Question

In the figure shown below, $m_a=3\text{kg}$ and $m_b=1\text{kg}$. String is inextensible and light. Find the acceleration of centre of mass of the system.

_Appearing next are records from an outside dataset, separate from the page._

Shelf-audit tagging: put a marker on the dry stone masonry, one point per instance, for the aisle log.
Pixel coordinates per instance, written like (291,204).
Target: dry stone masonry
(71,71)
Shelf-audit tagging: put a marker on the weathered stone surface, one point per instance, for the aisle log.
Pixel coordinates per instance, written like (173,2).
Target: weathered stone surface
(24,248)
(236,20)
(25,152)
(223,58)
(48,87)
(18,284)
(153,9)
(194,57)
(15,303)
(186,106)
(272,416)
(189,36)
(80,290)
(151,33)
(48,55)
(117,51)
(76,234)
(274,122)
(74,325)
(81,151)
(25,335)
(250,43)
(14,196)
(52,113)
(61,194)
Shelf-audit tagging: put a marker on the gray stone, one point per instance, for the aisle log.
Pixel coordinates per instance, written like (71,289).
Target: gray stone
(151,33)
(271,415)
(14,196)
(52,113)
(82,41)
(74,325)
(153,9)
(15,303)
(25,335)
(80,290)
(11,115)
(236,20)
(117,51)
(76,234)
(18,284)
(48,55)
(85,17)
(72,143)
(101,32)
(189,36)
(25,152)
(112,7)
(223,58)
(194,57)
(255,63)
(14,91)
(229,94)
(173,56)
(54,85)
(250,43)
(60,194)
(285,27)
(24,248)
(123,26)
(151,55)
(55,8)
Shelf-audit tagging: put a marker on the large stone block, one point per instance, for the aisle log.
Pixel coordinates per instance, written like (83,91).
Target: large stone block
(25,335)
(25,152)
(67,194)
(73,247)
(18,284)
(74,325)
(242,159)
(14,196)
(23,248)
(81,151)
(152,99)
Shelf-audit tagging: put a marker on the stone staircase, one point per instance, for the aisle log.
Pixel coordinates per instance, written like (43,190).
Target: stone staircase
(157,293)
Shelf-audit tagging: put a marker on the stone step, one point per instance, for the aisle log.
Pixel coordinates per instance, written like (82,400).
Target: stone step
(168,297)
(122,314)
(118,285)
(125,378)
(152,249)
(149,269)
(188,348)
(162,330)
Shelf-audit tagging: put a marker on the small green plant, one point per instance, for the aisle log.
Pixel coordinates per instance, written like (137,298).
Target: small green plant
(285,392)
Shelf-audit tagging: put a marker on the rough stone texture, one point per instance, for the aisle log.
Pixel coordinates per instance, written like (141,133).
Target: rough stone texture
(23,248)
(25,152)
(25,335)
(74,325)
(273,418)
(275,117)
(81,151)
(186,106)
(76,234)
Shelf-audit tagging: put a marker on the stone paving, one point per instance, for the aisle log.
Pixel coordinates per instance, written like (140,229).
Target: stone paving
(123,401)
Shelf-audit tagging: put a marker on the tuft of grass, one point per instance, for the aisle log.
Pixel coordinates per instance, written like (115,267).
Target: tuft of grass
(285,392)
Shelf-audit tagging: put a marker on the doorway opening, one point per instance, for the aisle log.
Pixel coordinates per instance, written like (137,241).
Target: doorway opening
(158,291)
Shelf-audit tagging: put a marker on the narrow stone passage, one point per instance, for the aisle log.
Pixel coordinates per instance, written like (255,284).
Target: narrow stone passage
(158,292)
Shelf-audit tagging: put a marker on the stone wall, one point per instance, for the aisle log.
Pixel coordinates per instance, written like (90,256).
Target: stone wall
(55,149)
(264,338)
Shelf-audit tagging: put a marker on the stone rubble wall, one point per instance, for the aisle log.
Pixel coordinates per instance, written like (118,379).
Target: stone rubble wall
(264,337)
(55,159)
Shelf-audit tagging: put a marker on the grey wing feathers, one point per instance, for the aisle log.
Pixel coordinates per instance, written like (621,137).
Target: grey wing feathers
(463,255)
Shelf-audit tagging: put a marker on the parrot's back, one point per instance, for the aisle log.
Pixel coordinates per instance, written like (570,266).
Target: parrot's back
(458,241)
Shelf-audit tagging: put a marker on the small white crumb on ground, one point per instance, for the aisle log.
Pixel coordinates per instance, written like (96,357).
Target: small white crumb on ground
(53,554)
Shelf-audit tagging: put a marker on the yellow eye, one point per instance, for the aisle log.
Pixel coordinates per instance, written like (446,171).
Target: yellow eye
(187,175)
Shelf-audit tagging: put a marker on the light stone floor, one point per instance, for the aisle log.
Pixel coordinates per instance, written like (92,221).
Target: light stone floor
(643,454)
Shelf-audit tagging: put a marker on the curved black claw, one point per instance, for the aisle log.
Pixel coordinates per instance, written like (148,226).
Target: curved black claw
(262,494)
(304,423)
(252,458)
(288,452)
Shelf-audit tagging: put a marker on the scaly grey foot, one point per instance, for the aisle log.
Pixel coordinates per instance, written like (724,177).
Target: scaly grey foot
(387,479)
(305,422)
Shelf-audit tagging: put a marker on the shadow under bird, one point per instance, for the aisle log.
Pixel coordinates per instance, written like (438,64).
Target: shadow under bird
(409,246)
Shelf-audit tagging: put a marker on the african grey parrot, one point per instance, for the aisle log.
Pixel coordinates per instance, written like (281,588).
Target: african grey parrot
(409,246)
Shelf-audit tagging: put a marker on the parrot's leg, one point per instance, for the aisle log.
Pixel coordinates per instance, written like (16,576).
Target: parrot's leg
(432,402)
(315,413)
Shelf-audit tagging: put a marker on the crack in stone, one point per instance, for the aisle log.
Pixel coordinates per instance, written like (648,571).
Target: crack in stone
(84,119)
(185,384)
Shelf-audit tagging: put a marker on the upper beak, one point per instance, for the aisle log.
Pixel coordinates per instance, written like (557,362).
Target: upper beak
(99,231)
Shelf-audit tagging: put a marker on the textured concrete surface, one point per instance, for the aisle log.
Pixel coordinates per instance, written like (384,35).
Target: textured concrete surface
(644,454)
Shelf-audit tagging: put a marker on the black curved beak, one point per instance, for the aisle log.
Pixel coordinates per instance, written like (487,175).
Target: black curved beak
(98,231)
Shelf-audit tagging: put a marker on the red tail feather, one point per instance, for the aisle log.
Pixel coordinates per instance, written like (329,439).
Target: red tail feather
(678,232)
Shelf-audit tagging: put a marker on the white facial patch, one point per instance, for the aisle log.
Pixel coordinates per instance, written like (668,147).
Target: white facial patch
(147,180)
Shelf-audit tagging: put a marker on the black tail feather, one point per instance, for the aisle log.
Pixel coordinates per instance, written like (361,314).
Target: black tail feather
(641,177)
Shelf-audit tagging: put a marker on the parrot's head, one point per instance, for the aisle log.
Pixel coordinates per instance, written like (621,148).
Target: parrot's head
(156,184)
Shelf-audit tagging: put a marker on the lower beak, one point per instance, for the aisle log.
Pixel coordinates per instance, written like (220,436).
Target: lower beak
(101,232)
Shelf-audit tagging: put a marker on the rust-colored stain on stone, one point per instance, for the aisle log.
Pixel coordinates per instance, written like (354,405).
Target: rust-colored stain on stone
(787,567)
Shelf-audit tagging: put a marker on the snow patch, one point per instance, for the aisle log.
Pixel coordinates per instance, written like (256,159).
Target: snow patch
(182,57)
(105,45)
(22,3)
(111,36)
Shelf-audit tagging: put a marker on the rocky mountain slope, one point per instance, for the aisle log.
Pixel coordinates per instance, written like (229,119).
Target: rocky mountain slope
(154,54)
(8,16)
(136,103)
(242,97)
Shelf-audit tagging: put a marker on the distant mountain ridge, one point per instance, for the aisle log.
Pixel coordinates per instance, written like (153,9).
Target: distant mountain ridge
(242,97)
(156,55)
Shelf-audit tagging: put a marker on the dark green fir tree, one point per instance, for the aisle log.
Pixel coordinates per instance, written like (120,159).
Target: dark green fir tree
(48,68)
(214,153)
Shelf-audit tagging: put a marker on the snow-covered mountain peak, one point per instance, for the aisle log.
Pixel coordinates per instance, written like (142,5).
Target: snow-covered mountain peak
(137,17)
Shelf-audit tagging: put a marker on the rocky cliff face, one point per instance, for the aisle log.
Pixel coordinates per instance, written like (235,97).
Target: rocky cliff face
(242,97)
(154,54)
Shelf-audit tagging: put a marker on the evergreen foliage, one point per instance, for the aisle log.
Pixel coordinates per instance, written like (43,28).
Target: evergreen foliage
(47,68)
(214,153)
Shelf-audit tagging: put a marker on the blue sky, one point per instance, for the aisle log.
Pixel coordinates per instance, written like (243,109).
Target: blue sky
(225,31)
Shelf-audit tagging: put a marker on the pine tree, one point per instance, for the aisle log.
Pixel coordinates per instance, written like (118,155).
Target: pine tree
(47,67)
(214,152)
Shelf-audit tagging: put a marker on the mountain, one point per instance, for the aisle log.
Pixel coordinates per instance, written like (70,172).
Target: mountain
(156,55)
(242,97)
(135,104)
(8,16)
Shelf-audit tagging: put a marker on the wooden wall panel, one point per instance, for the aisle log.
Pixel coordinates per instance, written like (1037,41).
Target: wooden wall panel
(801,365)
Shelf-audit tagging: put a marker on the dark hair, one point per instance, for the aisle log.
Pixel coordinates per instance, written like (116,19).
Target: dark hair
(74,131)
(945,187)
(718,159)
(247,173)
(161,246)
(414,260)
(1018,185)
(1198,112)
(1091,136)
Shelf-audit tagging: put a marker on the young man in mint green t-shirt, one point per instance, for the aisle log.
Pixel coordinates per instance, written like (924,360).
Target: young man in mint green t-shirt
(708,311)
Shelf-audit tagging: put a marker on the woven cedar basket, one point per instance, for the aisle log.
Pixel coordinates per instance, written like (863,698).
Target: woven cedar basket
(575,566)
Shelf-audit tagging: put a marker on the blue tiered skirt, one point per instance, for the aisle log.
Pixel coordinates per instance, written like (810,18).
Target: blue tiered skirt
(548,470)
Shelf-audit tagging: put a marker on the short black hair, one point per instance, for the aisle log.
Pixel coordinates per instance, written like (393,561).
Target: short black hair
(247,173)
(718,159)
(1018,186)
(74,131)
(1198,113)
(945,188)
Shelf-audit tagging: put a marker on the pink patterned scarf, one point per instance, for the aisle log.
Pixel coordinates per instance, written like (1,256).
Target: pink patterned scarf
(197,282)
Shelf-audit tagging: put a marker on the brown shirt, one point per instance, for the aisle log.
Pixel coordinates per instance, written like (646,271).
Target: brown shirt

• A. $-\frac{g}{4}\hat{i}{\text{m/s}}^2$
• B. $-\frac{g}{2}\hat{j}{\text{m/s}}^2$
• C. $-\frac{g}{4}\hat{j}{\text{m/s}}^2$
• D. $\frac{g}{6}\hat{j}{\text{m/s}}^2$

Answer 1

The correct option is C $-\frac{g}{4}\hat{j}{\text{m/s}}^2$


From F.B.D of block $a$
$m_{a}g-T=m_{a}a$
$3g-T=3a\dots \dots \left(i\right)$
For block $b$
$T-m_{b}g=m_{b}a$
$T-g=a\dots \dots \left(ii\right)$
Adding $\left(i\right)$ and $\left(ii\right)$
$2g=4a\Rightarrow a=\frac{g}{2}{\text{m/s}}^2$
$a_a=\text{acc. of}3\text{kg is}\frac{g}{2}$ (downwards)
$=-\frac{g}{2}\hat{j}{\text{m/s}}^2$
$a_b=\text{acc. of}1\text{kg is}\frac{g}{2}$ (upwards)
$=\frac{g}{2}\hat{j}{\text{m/s}}^2$
$a_{\text{com}}=\frac{m_a{a}_a+m_b{a}_b}{m_a+m_b}\Rightarrow \frac{3\times -\frac{g}{2}\hat{j}+1\times \frac{g}{2}\hat{j}}{3+1}$
$a_{\text{com}}=-\frac{g}{4}\hat{j}{\text{m/s}}^2$ (downwards)